Son olarak Mesleki ve Teknik Anadolu Liselerinin değişen teknolojiyle uyumuna değinen Dr. Ayçiçek, “Dijital dönüşümün en büyük zorluğu öncelikle insan kaynağıdır. Endüstri 4.0’ın ihtiyacı olan kavram ve uygulamaları geliştirecek yetkinlikleri oluşturmak çok önemli. Özellikle Türkiye gibi genç nüfusa sahip ülkemizde, gençlerimizi Endüstri 4.0’ın gereksinimleri doğrultusunda yetiştiremezsek, işsizlik oranı artarken karşılanamayan nitelik gerektiren açık pozisyonlarında fazla olduğunu görüyor olacağız. Ülkemiz için 4’üncü endüstri devriminde başarılı olmanın yolu eğitimden geçiyor.

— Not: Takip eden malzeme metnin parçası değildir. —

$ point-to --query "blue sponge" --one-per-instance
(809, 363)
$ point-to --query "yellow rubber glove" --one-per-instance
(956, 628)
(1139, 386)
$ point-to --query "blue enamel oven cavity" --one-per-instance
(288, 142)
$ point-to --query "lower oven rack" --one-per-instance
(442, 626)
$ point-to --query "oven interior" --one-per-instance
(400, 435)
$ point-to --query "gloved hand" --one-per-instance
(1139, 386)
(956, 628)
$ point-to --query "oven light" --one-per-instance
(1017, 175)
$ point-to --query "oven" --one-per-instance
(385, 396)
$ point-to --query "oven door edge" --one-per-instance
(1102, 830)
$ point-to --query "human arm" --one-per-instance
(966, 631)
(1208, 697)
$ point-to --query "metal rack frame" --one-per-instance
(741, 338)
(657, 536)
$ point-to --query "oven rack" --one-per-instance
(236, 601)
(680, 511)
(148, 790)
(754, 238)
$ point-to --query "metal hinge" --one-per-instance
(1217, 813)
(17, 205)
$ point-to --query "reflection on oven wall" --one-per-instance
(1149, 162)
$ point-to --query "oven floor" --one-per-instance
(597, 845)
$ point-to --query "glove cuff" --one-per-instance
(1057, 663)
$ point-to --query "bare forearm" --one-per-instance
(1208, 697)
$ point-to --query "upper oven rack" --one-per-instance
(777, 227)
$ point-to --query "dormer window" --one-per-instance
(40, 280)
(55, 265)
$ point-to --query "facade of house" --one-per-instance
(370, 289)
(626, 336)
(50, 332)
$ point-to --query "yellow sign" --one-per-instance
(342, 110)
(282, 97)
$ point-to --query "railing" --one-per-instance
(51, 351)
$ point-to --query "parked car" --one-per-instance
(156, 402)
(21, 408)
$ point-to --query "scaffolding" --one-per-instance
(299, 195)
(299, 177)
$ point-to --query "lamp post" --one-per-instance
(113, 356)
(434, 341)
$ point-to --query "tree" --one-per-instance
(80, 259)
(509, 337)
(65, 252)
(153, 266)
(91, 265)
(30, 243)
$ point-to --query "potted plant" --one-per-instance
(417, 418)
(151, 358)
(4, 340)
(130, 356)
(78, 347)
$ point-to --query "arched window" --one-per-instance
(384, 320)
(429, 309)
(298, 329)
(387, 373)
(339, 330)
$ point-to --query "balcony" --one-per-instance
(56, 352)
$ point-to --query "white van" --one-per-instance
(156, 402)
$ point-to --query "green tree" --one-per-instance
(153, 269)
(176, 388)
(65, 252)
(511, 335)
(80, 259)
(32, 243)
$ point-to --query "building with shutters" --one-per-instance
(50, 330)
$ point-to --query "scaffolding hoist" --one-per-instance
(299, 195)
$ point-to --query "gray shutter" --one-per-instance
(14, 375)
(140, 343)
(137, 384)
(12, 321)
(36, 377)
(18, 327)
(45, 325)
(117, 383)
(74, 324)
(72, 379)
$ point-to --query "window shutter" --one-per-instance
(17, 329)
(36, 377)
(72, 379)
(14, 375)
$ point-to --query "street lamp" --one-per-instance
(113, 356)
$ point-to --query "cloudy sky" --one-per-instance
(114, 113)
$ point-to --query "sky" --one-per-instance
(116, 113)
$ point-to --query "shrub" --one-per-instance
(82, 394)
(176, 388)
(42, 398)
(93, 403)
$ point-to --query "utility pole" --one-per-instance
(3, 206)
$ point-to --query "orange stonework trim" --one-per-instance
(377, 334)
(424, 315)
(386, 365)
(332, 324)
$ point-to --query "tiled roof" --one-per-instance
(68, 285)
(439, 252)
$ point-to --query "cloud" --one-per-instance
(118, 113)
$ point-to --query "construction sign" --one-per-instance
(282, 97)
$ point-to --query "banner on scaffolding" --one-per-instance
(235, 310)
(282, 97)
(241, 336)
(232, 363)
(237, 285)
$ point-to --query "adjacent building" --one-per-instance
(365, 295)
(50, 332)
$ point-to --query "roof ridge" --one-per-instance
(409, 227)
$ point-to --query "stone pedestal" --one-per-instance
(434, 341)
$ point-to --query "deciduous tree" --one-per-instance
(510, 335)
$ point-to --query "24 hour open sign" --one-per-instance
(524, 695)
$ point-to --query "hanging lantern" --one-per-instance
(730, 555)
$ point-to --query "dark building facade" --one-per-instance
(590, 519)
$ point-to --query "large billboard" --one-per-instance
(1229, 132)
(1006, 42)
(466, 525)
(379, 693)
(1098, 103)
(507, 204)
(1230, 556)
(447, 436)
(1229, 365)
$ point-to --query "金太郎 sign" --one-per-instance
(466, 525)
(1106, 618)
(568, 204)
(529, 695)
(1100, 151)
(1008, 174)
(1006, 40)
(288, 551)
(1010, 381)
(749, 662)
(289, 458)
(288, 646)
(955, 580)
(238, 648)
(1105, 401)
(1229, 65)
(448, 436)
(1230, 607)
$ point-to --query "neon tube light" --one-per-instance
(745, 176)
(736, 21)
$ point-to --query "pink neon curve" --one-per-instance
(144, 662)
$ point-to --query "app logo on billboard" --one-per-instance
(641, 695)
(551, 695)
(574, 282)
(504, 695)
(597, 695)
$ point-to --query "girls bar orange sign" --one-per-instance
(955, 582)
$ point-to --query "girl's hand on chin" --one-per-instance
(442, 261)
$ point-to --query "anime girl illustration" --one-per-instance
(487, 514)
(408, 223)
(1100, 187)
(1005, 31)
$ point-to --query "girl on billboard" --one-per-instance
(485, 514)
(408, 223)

Yani Endüstri 4.0’a insanlığın emeğine dönüşüm projesi diyebiliriz. İstihdam bakımından düşünecek olursak, bu süreçte daha nitelikli çalışanlara ihtiyaç olacak. Endüstri 4.0’ın amacı insandan arındırılmış bir fabrika değil, daha çok bilgi teknolojileri kabiliyetlerinin kullanımıyla insan odaklı, bütün paydaşlara katma değeri yüksek organizasyonu ve işletmeyi oluşturmaktır.
Bununla beraber Endüstri 4.0’ın hayata geçirilmesi için bilişim sistemleri, yazılım, veri bilimi gibi Endüstri 4.0 teknolojileri ve kavramları konularında kendilerini yetiştiren çalışanlar istihdam piyasasında rakiplerinin birkaç adım önünde yer alacaklardır. Bu nedenle, çalışanların bilgi sistemleri ve teknolojileri konularında yetkinliklerini artırması kritik başarı faktörüdür. Bu bağlamda, eğitim kurumlarının öğrencilerini Endüstri 4.0’ın gelişen ihtiyaçları doğrultusunda yetiştirmeleri ve bu değişeme hazırlamaları Türkiye’nin Endüstri 4.0 yolculuğunda hızlı adımlarla ilerleyebilmesi için kritik öneme sahiptir” diye konuştu.